Empirics

This post talks about the empirical techniques that can be employed to confront your theory (model) with the reality (data). In everyday life, people often try to persuade each other by some special cases (stories or personal experience), but economists need to make systematic use of all the evidence available. This is a very technical and difficult job distinguishing you from non-economists. We mentioned that "the method determines the technique", so let's recap some different types of models ("the method") to which different empirical techniques should be applied.

To build a model, we connect endogenous variables, exogenous variables and parameters together in an equation system based on theory (economic modelling) or data (statistical modelling) or a bit of both (econometric modelling). This taxonomy focuses on the process in which the model is constructed and created. Once a model is built, it belongs to one of two types in terms of its mathematical nature: a reduced-form model or a structural model. The former is usually built by statistical/econometric modelling, so little theory, if any, is involved to develop such a model. A usual form of this type of model is to put the endogenous variables on the left hand side of the equations and the exogenous variables on the right hand side, such as a linear regression model, probit, tobit, VARMA, VECM and fixed/random effects models. The latter, in contrast, builds model equations from some strict theoretical basis, which can either be ad hoc or derived, such as SEM or DSGE models.

In estimating a reduced-form model (e.g. linear regression models, VARMA, VECM), distance-based estimators (e.g. OLS, GLS, 2SLS, 3SLS, GMM, SMM, II) are usually used as a simpler alternative to distribution-based estimators (e.g. maximum likelihood, Bayesian)[1]. The ultimate purpose of estimation is to find the optimal value of parameters to minimise the distance between observed and predicted dependent variables (rather than to maximise the model’s likelihood of observing the data). There are two types of distance-based estimator in terms of how the distance is measured:

  • VALUES of the dependent variables: OLS, GLS, least absolute deviation, etc.

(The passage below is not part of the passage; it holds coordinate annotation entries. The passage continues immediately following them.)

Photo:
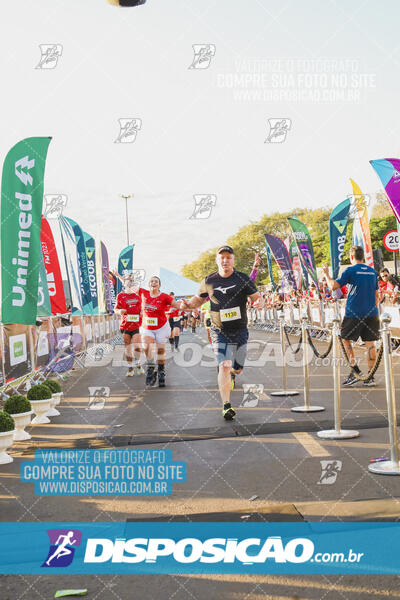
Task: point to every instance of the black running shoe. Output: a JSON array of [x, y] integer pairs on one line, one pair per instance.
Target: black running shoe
[[227, 412], [150, 375], [233, 381], [161, 378], [351, 380]]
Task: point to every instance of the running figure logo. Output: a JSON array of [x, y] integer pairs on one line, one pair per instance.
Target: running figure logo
[[203, 205], [50, 53], [203, 53], [62, 547], [224, 290], [252, 394], [278, 129], [330, 471], [128, 129], [55, 204]]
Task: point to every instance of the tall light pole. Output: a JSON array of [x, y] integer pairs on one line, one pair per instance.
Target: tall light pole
[[126, 196]]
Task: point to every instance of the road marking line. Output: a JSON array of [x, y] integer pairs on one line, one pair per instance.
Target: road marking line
[[310, 444]]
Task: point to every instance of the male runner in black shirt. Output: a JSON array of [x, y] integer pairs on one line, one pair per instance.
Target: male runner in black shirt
[[228, 290]]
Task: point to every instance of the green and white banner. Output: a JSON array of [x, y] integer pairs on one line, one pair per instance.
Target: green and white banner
[[21, 211]]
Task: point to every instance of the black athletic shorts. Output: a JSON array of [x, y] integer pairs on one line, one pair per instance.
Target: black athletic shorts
[[366, 328], [131, 333], [173, 323]]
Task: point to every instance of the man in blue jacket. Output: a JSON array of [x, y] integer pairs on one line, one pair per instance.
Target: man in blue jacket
[[361, 318]]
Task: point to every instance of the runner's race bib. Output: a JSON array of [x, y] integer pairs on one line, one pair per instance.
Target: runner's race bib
[[151, 321], [230, 314], [132, 318]]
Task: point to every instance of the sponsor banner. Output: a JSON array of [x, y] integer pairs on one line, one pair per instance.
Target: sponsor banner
[[129, 472], [17, 351], [21, 210], [337, 234], [91, 265], [362, 224], [305, 247], [101, 291], [61, 346], [43, 303], [78, 330], [269, 264], [194, 548], [281, 255], [82, 266], [298, 270], [41, 343], [71, 264], [125, 264], [96, 328], [388, 171], [106, 278], [88, 329], [53, 271]]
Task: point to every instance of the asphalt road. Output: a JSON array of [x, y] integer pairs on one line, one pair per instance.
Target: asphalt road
[[268, 451]]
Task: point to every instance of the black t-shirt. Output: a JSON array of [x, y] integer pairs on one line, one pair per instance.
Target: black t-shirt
[[228, 297]]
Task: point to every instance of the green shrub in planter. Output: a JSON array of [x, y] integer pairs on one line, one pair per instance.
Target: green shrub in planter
[[6, 422], [17, 404], [53, 385], [39, 392]]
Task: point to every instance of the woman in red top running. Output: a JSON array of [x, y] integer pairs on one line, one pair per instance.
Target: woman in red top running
[[155, 329], [174, 320], [128, 305]]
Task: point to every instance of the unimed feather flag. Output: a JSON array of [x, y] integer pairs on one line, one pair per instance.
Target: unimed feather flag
[[21, 211]]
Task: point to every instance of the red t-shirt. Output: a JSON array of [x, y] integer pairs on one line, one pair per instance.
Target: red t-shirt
[[175, 313], [154, 309], [132, 319]]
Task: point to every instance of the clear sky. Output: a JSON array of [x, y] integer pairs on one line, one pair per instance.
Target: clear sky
[[333, 67]]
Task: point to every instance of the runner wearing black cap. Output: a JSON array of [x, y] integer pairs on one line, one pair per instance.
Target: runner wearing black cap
[[228, 290]]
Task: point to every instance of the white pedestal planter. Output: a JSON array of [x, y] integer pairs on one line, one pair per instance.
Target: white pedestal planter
[[57, 396], [6, 440], [21, 421], [53, 412], [40, 408]]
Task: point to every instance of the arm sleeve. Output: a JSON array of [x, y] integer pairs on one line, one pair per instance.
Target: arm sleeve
[[202, 293], [251, 287], [344, 279], [253, 274]]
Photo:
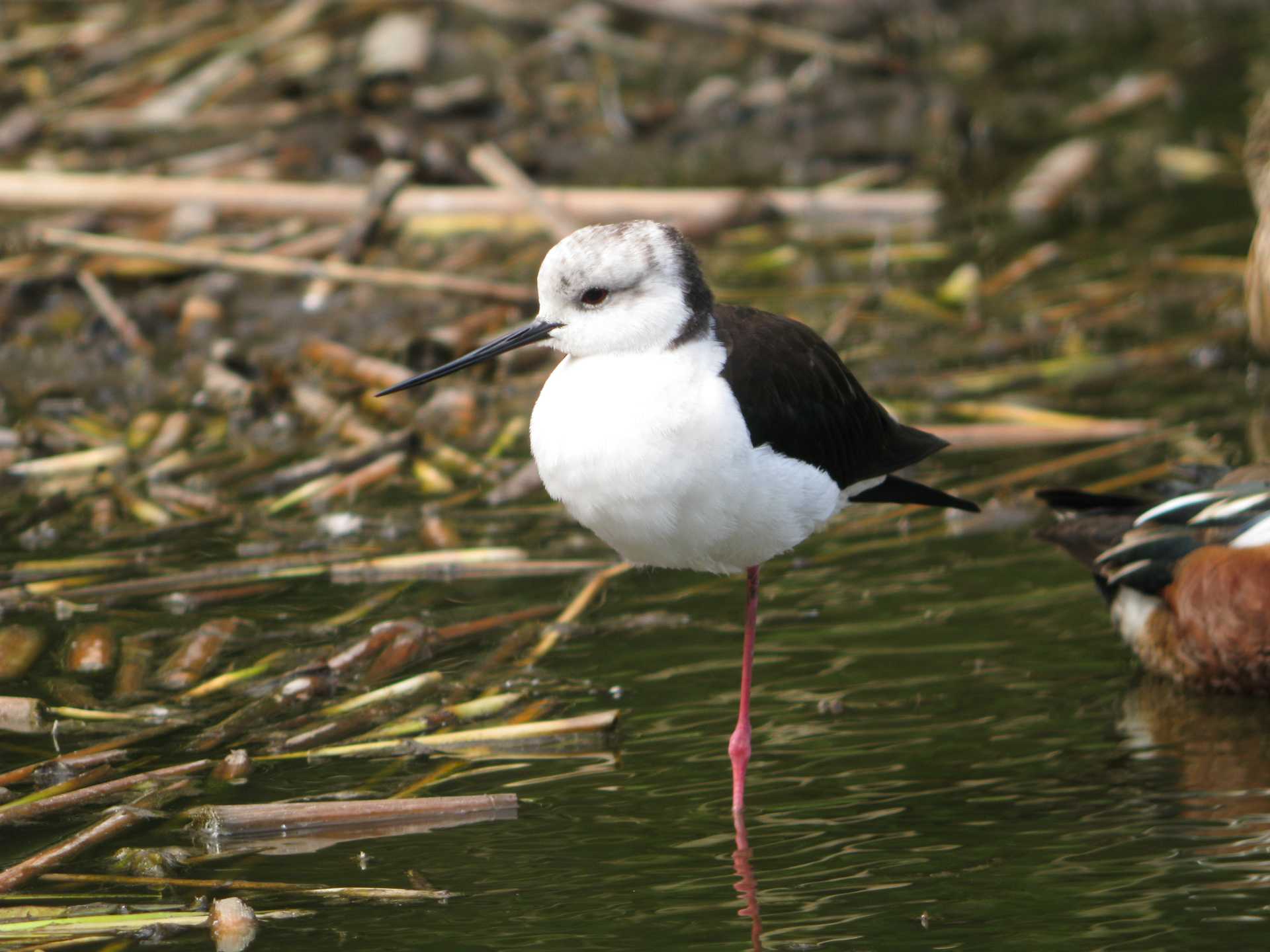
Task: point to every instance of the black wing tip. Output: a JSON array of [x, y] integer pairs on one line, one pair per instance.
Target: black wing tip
[[896, 489]]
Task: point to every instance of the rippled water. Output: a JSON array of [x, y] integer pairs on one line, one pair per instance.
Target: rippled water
[[996, 776]]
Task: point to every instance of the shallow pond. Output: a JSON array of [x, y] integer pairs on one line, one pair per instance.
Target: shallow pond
[[952, 748]]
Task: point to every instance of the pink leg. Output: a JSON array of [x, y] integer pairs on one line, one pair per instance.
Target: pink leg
[[738, 748]]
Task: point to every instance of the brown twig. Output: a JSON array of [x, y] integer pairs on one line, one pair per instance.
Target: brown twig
[[691, 208], [281, 267], [117, 822], [499, 171]]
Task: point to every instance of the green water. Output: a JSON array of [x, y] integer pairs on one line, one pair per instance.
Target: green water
[[997, 776]]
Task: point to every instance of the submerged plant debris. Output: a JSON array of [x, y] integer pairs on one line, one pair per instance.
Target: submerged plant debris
[[226, 225]]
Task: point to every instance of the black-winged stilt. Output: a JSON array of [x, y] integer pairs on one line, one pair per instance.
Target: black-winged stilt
[[693, 434]]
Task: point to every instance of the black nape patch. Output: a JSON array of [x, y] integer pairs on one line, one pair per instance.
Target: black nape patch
[[697, 294]]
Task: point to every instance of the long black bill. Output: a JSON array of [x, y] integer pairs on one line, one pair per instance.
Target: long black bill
[[508, 342]]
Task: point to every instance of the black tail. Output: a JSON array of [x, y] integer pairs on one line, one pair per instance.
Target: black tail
[[894, 489]]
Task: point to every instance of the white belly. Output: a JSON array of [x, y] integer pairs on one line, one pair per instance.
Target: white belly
[[652, 454]]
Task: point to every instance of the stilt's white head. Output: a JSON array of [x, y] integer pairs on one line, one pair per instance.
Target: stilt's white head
[[622, 288], [634, 287]]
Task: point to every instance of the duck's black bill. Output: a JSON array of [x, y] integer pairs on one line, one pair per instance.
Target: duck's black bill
[[531, 334]]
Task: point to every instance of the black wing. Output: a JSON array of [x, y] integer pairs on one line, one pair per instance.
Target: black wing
[[796, 395]]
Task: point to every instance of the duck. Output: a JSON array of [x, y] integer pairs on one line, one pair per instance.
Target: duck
[[1187, 578]]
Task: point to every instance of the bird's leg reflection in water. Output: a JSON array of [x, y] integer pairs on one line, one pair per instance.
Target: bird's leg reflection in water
[[746, 883], [740, 752]]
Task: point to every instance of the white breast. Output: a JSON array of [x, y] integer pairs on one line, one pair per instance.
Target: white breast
[[651, 452]]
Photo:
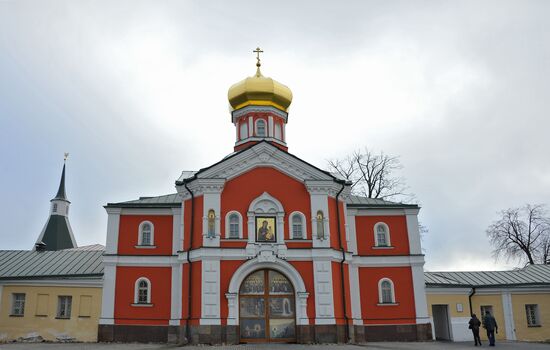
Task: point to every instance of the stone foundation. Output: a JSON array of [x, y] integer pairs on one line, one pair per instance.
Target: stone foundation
[[215, 334]]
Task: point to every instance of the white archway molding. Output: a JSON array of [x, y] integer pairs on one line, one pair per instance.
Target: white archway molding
[[276, 264]]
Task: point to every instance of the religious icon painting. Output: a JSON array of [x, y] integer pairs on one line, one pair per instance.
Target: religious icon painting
[[265, 229]]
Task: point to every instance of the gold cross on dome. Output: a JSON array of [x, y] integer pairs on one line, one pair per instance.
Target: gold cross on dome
[[258, 51]]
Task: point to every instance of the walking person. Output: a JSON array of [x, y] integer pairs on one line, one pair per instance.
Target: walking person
[[490, 324], [474, 325]]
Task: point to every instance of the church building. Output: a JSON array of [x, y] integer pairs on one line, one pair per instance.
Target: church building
[[262, 246]]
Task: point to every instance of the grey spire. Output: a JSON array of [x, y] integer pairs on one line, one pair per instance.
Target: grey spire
[[61, 191], [57, 234]]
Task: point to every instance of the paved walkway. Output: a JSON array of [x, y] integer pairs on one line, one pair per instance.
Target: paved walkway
[[369, 346]]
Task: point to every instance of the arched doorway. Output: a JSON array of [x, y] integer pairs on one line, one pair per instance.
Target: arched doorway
[[267, 308]]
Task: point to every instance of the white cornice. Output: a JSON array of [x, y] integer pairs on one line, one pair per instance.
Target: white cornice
[[264, 155], [257, 109]]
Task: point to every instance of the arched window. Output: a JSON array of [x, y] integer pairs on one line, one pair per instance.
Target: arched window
[[142, 293], [381, 235], [146, 234], [243, 130], [211, 223], [386, 293], [233, 226], [278, 135], [260, 128], [298, 227], [320, 225]]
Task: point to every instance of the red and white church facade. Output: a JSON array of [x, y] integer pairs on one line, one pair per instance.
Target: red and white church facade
[[262, 247]]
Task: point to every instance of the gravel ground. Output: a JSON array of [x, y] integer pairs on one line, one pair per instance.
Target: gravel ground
[[373, 346]]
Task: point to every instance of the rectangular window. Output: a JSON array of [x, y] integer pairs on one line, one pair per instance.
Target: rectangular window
[[18, 304], [42, 305], [64, 303], [85, 307], [532, 313]]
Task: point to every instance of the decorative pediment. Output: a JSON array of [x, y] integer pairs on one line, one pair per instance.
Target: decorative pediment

  • FEATURES of the dependent variables: 2SLS, 3SLS, GMM, SMM, II, etc. The features can be any statistical properties[2] but identification[3] must be satisfied.

In estimating a structural model (e.g. SEM, DSGE)[4], one additional step is needed if OLS/GLS/SMM/II is used, i.e. to solve the model from its structural form to its reduced form (or “final form”). It is because an equation in a structural model can contain more than one endogenous variables when the model is constructed. In contrast, if 2SLS/3SLS/GMM is used, then estimation can be conducted based on the structural form directly.

Technically, the application of the distance-based estimation is quite similar for reduced-form and structural models, apart from having to rewriting the structural model in a reduced form and having to satisfy the identification condition. However, due to the richer information contained in the structural model, it does not require all endogenous variables to be observable in estimation, but that is a must in estimating a reduced-form model. Any unobservables can be implied/estimated from the structural model, as long as the stochastic nonsingularity[5] condition is satisfied. Moreover, SMM/II is also more flexible in utilising fragmentary data. Any data feature such as moments and qualitative restrictions can be incorporated into the estimation procedure, so the data do not have to be continuous or balanced.

Abbreviations: VARMA: vector autoregressive moving average; VECM: vector error correction model; SEM: structural equation model; DSGE: dynamic stochastic general equilibrium; OLS: ordinary least squares; GLS: generalised least squares; 2SLS: 2 stage least squares; 3SLS: 3 stage least squares; GMM: generalised method of moments; SMM: simulated method of moments; II: indirect inference.

[1] Distribution-based estimator is said to be more efficient because it uses full information of the data.

[2] For 2SLS and 3SLS, the moment condition is the orthogonality (zero correlation) between the error term and the instruments. For GMM/SMM/II, the moment conditions can be any statistical moments, correlations, autocorrelations, impulse response functions or any “auxiliary regression” based on the dependent variables. In a broad sense, 2SLS, 3SLS, GMM and SMM can be treated as special cases of II.

[3] The number of moment conditions must be no less than the number of parameters to be estimated. In the case of 2SLS, this identification condition is equivalent to that the number of excluded instruments must be no less than the number of endogenous regressors, because the former is just the number of moment conditions, and the latter is just the number of parameters.

[4] The equations in an SEM model are assumed (ad hoc), while those in a DSGE model are derived from microeconomic principles such as optimisation and equilibrium (microfounded). Also, SEM is simultaneous equation system, while DSGE is dynamic.

[5] The number of errors is no less than the number of observables.